Por otro lado, la negación explícita del concepto de “autoamnistía” por parte del Abogado General, al calificar la Ley como el “fruto de un procedimiento parlamentario regular” (que en España no votó casi el 50% de los diputados), simplifica en exceso la compleja realidad política subyacente en el Estado español, con un gobierno en la mira de la UCO y de la Fiscalía Anticorrupción. En un contexto donde esta digamos Ley es la condición sine qua non para la continuidad del sanchismo, se plantea la duda fundamental: ¿puede considerarse plenamente un ejercicio de soberanía democrática neutral una ley cuyo principal beneficiario político es el propio gobierno que la promueve, al garantizarle la mayoría parlamentaria?
El apoyo implícito, o la no condena expresa de esta digamos Ley de Amnistía, por parte de las instituciones europeas, si bien se basa en una interpretación legal estricta (centrada en si hay afectación directa a los intereses financieros de la UE o al marco antiterrorista), corre el riesgo de ser interpretado políticamente como un aval a las prácticas del “populismo radical” y al golpismo dentro de un Estado Miembro.
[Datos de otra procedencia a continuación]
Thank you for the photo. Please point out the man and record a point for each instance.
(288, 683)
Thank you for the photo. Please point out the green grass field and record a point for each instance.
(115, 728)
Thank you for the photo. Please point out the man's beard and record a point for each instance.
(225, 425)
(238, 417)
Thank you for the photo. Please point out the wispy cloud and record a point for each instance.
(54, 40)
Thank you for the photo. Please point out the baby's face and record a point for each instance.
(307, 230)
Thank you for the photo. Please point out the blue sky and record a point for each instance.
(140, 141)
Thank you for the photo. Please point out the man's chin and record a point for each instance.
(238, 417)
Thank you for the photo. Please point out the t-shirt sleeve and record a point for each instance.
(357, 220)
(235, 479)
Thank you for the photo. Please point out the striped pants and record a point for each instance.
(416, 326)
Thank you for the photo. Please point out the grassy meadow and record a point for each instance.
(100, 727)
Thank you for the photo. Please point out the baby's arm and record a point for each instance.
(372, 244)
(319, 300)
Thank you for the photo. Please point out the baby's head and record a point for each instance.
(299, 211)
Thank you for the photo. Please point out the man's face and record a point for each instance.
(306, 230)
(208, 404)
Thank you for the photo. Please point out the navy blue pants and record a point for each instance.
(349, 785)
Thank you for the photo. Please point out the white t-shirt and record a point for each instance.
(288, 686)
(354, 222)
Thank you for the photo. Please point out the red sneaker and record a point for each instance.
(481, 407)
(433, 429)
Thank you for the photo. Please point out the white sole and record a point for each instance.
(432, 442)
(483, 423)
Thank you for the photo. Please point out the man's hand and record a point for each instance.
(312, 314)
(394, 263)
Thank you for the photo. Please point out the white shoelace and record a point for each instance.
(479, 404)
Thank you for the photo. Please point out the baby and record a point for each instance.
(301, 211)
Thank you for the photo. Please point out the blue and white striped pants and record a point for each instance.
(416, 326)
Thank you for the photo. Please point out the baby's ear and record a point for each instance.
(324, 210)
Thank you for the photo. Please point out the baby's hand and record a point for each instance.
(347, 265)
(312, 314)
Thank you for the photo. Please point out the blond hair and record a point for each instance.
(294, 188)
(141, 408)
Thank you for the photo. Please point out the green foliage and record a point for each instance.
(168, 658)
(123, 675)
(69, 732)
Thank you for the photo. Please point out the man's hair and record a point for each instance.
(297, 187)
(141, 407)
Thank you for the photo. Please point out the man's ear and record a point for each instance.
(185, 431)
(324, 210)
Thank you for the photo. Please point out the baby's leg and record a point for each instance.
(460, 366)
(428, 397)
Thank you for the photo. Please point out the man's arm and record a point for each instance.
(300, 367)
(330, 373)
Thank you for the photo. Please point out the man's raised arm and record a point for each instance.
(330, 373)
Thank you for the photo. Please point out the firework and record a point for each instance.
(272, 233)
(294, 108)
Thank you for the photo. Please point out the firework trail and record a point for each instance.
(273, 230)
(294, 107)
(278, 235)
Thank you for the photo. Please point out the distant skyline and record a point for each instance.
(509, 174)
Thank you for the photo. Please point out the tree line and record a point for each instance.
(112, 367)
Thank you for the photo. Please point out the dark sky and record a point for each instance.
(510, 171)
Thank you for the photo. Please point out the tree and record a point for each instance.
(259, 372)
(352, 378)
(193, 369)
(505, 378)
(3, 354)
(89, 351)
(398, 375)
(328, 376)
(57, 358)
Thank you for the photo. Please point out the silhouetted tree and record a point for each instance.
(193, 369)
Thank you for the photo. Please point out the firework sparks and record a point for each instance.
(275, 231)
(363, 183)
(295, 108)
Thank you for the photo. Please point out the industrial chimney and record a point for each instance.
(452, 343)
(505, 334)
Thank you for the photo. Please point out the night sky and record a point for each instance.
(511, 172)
El término “populismo radical”, en este contexto del sanchismo o supuesta corrupción dominante, no se refiere a la ideología tradicional, sino a una forma de ejercicio del poder que prioriza la conveniencia política a corto plazo sobre la solidez institucional a largo plazo; polariza la sociedad y debilita las instituciones de contrapoder (como el poder judicial). Un sanchismo que utiliza la ley no para servir a la justicia, sino para servir a la política, creando ad hoc soluciones legales para problemas de gobernabilidad.
Al dar luz verde, incluso provisional, a una Ley que la oposición y diversos órganos judiciales perciben como un intercambio de favores políticos por impunidad judicial, Bruselas está señalando una relajación de su vigilancia sobre los valores fundamentales de la Unión. Esto es particularmente grave cuando la UE ha sido históricamente estricta con otros Estados Miembros (como Hungría o Polonia) por vulneraciones mucho más ambiguas del Estado de Derecho. La percepción de doble rasero o de una geometría variable en la defensa de los principios europeos socava la credibilidad de Bruselas y, por ende, del proyecto comunitario europeo.
El camino Hacia la autodestrucción de Europa
Ahora parece más evidente que nunca que los intereses espurios que la decisión del Abogado General parecen representar, indica que la autodestrucción de Europa no vendrá de una invasión externa, sino de la erosión interna de sus propios principios. Es la grouchada del siglo: ‘Estos son mis principios, pero si no le valen tengo otros’. Si la UE permite que sus valores fundamentales sean objeto de trueque político nacional sin una condena clara, el andamiaje del proyecto europeo se viene abajo.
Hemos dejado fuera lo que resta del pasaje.